New Delhi, March 22 (IANS) NDA constituent Lok Janshakti Party (LJP) on Thursday said it will move Supreme Court against the order that dilutes the stringent provisions under the Scheduled Castes and the Scheduled Tribes (Prevention of Atrocities) Act.

Addressing a press conference here, Union Minister and LJP President Ram Vilas Paswan also urged the government to file a review petition as the rights of oppressed classes were compromised.

"There is anguish among people from SC and ST communities over the order. There is feeling of insecurity as the court's order can be misused. Our party demands that the government should file a review plea against the dilution of provisions on the Act. Our party will also file a separate review petition," he said

LJP Parliamentary Party Board Chairman Chirag Paswan noted that the act "was the only weapon" that SCs, and STs had for their protection. "Our party leaders and workers have raised concerns over its dilution. So our party has decided to file a separate review petition in the court. It will mostly be done next week."

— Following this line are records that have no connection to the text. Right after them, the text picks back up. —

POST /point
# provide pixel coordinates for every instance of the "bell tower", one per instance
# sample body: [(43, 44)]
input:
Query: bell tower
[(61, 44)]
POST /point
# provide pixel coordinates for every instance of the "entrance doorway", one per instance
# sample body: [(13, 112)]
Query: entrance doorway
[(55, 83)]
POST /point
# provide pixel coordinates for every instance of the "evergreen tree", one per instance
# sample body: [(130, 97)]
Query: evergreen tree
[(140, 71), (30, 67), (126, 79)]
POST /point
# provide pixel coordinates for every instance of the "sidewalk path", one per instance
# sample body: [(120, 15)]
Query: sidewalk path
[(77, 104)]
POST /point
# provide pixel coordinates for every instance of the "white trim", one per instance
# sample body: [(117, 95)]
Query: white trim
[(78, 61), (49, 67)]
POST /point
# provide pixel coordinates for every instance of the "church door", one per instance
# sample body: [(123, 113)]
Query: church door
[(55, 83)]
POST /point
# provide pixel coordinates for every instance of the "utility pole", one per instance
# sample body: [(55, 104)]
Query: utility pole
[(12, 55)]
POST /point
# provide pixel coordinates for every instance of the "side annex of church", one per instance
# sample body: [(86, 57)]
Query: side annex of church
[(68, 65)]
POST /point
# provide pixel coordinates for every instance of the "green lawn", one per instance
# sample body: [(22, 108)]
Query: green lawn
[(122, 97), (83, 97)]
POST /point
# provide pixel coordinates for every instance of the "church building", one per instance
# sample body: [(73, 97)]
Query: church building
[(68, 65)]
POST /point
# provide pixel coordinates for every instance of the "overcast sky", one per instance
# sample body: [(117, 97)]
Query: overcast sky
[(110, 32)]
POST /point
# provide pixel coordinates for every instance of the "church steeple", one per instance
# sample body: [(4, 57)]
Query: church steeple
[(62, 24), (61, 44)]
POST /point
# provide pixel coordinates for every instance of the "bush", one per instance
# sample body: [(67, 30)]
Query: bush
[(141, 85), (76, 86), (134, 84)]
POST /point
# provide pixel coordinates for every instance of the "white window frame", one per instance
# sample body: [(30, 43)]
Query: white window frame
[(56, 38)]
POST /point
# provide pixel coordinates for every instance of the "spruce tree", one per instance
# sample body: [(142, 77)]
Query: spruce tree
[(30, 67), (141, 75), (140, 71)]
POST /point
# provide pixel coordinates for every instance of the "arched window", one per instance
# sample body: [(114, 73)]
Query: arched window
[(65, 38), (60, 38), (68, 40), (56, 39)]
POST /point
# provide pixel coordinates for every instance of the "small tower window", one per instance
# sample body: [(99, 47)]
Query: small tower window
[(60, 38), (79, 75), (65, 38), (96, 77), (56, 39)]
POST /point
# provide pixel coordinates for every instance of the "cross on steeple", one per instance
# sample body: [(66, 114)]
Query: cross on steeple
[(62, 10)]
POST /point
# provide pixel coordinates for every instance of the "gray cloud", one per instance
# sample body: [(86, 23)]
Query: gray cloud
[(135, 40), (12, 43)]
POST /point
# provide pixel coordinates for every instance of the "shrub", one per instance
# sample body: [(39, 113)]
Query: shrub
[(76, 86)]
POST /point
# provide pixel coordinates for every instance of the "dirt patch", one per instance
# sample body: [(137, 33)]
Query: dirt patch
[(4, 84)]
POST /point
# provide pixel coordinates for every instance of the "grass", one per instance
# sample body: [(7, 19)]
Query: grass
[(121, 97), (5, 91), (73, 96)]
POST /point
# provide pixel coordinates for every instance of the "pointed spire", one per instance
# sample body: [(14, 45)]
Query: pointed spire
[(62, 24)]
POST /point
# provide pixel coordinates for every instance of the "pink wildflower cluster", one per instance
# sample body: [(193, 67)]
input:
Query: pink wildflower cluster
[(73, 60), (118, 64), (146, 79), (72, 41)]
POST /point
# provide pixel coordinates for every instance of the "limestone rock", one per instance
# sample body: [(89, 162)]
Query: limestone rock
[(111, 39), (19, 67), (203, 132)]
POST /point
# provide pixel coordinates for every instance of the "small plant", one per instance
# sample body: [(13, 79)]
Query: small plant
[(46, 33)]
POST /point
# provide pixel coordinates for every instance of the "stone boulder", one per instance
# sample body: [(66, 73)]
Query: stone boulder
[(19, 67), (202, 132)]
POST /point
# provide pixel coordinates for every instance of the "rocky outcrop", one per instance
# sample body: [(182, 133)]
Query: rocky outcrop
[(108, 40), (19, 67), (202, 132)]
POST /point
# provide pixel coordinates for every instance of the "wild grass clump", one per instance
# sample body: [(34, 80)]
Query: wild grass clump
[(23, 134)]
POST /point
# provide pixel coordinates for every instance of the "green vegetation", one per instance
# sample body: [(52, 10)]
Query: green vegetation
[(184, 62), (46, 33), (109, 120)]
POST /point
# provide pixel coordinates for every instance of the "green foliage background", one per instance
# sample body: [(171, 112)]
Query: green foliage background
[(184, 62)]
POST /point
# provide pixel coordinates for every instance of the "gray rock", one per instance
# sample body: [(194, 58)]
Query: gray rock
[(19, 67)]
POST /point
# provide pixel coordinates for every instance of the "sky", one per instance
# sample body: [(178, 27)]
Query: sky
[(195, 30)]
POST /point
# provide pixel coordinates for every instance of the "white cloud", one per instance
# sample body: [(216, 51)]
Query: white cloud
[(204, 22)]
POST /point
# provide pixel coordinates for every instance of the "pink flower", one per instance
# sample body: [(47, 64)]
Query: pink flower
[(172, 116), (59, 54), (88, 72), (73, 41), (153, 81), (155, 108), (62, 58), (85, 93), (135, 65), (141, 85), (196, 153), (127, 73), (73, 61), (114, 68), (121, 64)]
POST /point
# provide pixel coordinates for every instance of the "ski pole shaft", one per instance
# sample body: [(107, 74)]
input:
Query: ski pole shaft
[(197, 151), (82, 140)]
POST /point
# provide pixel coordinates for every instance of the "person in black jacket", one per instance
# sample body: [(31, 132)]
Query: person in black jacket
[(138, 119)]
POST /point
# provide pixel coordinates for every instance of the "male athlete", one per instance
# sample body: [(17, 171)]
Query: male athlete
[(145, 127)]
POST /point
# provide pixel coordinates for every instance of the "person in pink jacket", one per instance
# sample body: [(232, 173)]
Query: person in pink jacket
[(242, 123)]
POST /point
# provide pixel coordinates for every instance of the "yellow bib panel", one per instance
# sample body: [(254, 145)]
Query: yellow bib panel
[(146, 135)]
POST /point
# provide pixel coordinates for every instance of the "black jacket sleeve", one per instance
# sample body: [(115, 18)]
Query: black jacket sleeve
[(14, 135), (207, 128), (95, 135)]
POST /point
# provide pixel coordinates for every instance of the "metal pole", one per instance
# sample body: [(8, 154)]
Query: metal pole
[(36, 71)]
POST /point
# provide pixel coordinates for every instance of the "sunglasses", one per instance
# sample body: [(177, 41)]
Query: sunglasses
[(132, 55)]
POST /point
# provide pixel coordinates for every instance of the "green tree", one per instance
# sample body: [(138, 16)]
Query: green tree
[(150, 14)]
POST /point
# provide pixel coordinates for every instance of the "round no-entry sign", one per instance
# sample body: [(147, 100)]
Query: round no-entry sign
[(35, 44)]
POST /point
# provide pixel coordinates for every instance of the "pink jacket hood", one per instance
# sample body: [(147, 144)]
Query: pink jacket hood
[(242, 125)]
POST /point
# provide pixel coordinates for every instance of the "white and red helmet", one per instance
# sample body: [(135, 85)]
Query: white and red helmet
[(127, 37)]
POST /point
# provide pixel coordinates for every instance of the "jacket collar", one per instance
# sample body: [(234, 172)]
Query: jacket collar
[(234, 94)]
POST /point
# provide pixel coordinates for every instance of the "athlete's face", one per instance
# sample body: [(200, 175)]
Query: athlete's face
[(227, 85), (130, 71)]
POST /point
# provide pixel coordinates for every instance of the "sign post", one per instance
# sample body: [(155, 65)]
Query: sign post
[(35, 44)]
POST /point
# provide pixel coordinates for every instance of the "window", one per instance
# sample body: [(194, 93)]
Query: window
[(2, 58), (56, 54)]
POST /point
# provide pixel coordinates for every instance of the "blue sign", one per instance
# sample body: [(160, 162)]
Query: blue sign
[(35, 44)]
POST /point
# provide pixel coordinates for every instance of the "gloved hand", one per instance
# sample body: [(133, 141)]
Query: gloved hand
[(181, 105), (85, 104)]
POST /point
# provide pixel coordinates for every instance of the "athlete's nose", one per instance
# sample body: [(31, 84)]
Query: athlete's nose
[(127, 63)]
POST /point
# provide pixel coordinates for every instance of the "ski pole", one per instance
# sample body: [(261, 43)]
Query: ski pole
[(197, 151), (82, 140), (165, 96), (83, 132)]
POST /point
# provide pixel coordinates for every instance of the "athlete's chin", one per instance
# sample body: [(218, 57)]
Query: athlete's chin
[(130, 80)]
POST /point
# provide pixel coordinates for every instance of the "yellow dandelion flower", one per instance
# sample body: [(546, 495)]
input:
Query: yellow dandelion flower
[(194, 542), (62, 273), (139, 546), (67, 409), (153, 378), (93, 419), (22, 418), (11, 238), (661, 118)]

Ram Vilas Paswan said he was Minister of Labour and Welfare in V.P. Singh government when the anti-atrocities act was passed in 1989 to protect SCs and STs from caste slurs and discrimination.

In 1996, several amendments were made in it to strengthen it further, he added.

The party also expressed its opposition to the proposal of separate Lingayat religion saying the SCs and STs in the fold would lose benefits like reservation.

"At present, SCs and STs under Hindu, Buddhist and Sikh religions get reservation benefits. If new religion of Lingayats come, these communities would not get those benefits. So LJP is against separate Lingayat religion," said Ram Vilas Paswan.

Taking a dig at Congress, he recalled that the Manmohan Singh-led government had in 2013 rejected the proposal by the All India Veershaiva Mahasabha to grant religious minority status to Lingayat and Veerashaiva Lingayats on the grounds that they were a sect of Hindus and not an independent religion.